Die Vorschrift konkretisiert die negativen Eigentümerbefugnisse. Sie gibt dem Beeinträchtigten ein Selbsthilferecht, mit dem er sich gegen Wurzeln und Zweige von Bäumen und Sträuchern, die zwar auf dem Nachbargrundstück stehen, aber in sein Grundstück hineinwachsen bzw. herüberragen, zur Wehr setzen kann. Der Sinn und Zweck der Vorschrift besteht darin, nachbarliche Konflikte möglichst ohne die Anrufung staatlicher Gerichte zu lösen.
Das Selbsthilferecht schließt den Beseitigungsanspruch des betroffenen Grundstückseigentümers aus § 1004 Abs. 1 S. 1 nicht aus (BGH NJW 2004, 603). Beide Regelungen stehen gleichrangig nebeneinander. Der Betroffene ist nicht gehindert, gegen seinen Nachbarn den Beseitigungsanspruch geltend zu machen anstatt zur Selbsthilfe zu greifen.

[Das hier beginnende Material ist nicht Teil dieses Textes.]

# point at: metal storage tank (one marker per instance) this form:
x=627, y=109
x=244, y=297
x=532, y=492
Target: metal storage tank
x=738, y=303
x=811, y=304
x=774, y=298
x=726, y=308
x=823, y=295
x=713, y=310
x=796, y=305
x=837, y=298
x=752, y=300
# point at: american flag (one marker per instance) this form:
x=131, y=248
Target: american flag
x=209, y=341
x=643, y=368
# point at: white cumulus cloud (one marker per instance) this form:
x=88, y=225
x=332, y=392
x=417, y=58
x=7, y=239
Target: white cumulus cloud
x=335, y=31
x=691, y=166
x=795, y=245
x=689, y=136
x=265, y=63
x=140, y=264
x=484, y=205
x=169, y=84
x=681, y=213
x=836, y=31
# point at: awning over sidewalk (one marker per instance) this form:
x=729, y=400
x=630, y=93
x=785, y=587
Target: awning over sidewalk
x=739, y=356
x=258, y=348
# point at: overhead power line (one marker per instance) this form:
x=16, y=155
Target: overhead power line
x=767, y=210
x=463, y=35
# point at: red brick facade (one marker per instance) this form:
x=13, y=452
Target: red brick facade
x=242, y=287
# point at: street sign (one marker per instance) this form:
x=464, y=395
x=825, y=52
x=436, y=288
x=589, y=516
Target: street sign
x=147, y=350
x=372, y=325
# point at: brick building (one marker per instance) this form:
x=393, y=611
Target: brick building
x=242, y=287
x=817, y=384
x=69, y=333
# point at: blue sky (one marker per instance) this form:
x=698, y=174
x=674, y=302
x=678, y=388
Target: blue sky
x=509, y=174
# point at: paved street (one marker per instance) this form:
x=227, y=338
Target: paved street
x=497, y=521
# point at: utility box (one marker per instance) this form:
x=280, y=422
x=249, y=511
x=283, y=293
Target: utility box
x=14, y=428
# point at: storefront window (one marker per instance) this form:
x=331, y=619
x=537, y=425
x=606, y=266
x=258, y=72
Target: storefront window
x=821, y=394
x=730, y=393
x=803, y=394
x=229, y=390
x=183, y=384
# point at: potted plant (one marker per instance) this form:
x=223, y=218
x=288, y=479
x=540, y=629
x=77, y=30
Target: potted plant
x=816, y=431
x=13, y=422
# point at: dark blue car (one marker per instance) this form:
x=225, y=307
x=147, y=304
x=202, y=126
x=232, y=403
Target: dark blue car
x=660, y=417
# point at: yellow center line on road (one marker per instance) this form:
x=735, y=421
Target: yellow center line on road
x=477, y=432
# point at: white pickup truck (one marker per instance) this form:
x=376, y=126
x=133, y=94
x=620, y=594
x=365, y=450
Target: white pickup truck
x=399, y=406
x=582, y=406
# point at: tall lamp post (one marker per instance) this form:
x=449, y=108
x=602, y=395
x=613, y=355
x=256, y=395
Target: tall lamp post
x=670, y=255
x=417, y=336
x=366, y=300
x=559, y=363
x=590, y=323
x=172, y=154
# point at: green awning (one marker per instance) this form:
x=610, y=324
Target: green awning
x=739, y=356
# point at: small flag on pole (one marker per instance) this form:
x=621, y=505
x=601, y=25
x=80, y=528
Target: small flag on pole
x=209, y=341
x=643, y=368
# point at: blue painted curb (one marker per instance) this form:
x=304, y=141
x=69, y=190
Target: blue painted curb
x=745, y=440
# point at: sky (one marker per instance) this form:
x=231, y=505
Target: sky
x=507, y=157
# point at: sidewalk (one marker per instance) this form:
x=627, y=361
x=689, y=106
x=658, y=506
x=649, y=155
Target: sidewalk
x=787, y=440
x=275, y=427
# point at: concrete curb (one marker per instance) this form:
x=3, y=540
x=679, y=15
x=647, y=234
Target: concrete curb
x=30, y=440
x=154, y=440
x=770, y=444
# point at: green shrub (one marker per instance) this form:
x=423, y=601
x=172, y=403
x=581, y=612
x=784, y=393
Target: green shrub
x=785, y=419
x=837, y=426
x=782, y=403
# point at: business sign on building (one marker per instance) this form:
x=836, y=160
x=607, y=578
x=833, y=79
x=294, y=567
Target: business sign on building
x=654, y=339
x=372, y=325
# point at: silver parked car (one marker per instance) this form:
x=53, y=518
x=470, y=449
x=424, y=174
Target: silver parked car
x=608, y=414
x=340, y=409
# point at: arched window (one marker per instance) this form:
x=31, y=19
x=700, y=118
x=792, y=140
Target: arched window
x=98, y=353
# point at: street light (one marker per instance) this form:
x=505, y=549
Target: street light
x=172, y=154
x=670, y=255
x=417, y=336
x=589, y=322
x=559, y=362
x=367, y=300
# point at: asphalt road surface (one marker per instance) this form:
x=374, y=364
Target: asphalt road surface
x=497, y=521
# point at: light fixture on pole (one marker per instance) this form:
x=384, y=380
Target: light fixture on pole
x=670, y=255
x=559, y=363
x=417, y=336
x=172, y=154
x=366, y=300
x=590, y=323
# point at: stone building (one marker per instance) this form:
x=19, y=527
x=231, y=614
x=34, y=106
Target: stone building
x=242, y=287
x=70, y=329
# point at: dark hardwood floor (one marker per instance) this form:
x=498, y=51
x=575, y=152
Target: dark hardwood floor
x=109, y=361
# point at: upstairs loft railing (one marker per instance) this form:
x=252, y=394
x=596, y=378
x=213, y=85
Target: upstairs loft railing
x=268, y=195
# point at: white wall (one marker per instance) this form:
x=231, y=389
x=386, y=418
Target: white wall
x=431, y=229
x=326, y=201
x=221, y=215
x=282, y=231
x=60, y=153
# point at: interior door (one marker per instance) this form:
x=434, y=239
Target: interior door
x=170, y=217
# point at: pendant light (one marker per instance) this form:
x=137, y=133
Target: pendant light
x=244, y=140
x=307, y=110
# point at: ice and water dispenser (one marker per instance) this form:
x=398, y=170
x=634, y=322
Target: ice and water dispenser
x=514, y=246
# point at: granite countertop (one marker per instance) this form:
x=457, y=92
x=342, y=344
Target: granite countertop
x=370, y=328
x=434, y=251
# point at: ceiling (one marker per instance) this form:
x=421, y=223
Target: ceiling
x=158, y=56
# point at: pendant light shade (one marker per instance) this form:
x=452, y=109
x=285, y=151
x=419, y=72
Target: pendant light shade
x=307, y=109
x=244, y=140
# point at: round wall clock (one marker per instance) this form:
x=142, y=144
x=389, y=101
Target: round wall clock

Die Wurzeln müssen in das betroffene Grundstück hinübergewachsen sein; eine Grenzüberschreitung ist notwendig. Auch hinsichtlich der Zweige muss eine Grenzüberschreitung vorliegen; sie müssen also in den Luftraum über dem betroffenen Grundstück herüberragen. Das Selbsthilferecht ist nicht auf Zweige bis zu einer bestimmten Höhe beschränkt, vielmehr dürfen grundsätzlich herüberragende Zweige in jeder Höhe abgeschnitten werden. Dies allerdings erst dann, wenn eine dem Eigentümer des Baumes oder Strauches gesetzte angemessene Frist zur Beseitigung des Überwuchses ergebnislos abgelaufen ist. Bei der Bemessung der Frist sind gärtnerisch, botanische Belange zu berücksichtigen. Deshalb darf ein Abschneiden während der Wachstumsperiode oder während der Zeit des Fruchtstandes nicht verlangt werden (MüKo-BGB/Brückner, § 910 Rn 6).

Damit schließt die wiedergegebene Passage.